The present invention makes it possible to manufacture multi-pin semiconductor mounting boards with 300 pins or more, which was difficult with conventional two-layer circuit boards. There were no problems, and furthermore, the structure of the semiconductor mounting part was excellent, and the bonding wire connecting the semiconductor and the bonding pad part of the board in the vertical part (21) between each conductor layer was inserted into the recess. It is extremely useful for providing a highly reliable semiconductor mounting substrate that has a structure that does not cause defects such as short circuits due to contact with edges.

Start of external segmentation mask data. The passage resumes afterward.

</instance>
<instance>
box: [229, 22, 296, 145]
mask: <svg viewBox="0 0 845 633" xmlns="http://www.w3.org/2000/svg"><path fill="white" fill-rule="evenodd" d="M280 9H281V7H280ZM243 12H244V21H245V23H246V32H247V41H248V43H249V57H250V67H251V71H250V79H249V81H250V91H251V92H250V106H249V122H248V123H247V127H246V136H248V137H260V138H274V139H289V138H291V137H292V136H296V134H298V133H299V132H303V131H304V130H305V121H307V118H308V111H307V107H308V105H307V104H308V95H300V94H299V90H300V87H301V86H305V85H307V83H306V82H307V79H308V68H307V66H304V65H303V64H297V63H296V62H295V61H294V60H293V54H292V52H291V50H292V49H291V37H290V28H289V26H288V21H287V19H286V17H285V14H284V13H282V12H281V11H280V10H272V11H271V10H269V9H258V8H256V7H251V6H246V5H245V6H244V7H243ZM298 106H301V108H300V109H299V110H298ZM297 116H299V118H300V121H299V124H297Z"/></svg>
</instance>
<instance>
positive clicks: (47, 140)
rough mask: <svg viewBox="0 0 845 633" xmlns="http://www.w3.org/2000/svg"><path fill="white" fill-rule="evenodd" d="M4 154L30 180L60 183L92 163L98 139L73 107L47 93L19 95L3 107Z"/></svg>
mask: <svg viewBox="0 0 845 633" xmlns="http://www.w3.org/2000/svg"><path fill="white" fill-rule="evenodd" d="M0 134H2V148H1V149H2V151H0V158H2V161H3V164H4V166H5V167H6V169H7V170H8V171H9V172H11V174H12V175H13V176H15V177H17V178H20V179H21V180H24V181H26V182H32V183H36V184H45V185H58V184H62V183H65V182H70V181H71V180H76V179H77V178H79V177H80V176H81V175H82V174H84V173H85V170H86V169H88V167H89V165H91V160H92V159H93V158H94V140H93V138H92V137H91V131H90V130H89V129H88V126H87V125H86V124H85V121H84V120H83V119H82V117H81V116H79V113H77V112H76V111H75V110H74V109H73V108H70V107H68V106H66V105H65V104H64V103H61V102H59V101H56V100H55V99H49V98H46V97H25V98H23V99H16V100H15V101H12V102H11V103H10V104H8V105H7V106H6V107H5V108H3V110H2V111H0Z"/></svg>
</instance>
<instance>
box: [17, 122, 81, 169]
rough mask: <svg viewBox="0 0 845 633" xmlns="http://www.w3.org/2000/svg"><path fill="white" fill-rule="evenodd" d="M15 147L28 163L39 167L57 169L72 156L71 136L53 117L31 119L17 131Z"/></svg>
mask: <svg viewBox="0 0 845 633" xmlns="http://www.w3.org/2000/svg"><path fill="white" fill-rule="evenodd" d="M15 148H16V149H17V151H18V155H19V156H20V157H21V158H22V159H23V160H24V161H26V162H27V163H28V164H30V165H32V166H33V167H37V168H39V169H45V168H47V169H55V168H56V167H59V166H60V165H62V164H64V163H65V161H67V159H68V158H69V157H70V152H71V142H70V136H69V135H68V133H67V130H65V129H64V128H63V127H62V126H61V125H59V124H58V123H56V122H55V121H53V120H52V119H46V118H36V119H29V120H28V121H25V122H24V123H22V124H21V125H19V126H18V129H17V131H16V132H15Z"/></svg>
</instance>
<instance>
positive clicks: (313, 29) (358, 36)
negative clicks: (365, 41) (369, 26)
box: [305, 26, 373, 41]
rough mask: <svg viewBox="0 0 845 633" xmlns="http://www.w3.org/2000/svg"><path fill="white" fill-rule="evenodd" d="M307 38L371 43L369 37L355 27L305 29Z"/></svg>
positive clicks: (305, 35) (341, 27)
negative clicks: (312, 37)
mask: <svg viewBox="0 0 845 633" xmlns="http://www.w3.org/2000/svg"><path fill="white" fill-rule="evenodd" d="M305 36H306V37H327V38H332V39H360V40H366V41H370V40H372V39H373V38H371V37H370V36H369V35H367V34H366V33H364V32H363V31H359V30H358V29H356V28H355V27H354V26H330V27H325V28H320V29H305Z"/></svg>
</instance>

[Brief explanation of drawings]

FIG. 1 is a sectional view showing the concept of a semiconductor mounting substrate according to the present invention, and FIG. 2 is a diagram showing an embodiment of the manufacturing process of the semiconductor mounting substrate according to the present invention.

Claims (1)

[Claims] (1) A board in which a single-sided copper-clad laminate with a device hole formed therein and another single-sided copper-clad laminate are laminated together using an adhesive sheet with the copper foil side facing outward, or a double-sided copper-clad laminate is used. A board on which a concave portion that will become the semiconductor mounting area is formed by counterbore processing is subjected to full panel plating, a circuit is formed on the side where the concave portion is formed by the subtract method, and a solder resist is formed. The first step is to apply nickel/gold plating to the exposed conductor parts, form device holes and circuits larger than the recesses of the board, form a solder resist, and apply nickel/gold plating to the exposed conductor parts. A second step in which a plurality of single-sided copper-clad laminates are sequentially laminated on the circuit forming surface of the board via an adhesive sheet, and then a single-sided copper-clad laminate having only device holes formed in the outermost layer is laminated and integrated. The second step is to form through holes to connect the conductor layers of the board obtained in the second step, apply panel plating to the entire board, and form circuits on both sides of the outermost layer of the board by the subtract method. 3, and a fourth step of printing solder resist on both sides of the outermost layer of the board, and then plating exposed conductor parts with nickel and gold. Production method.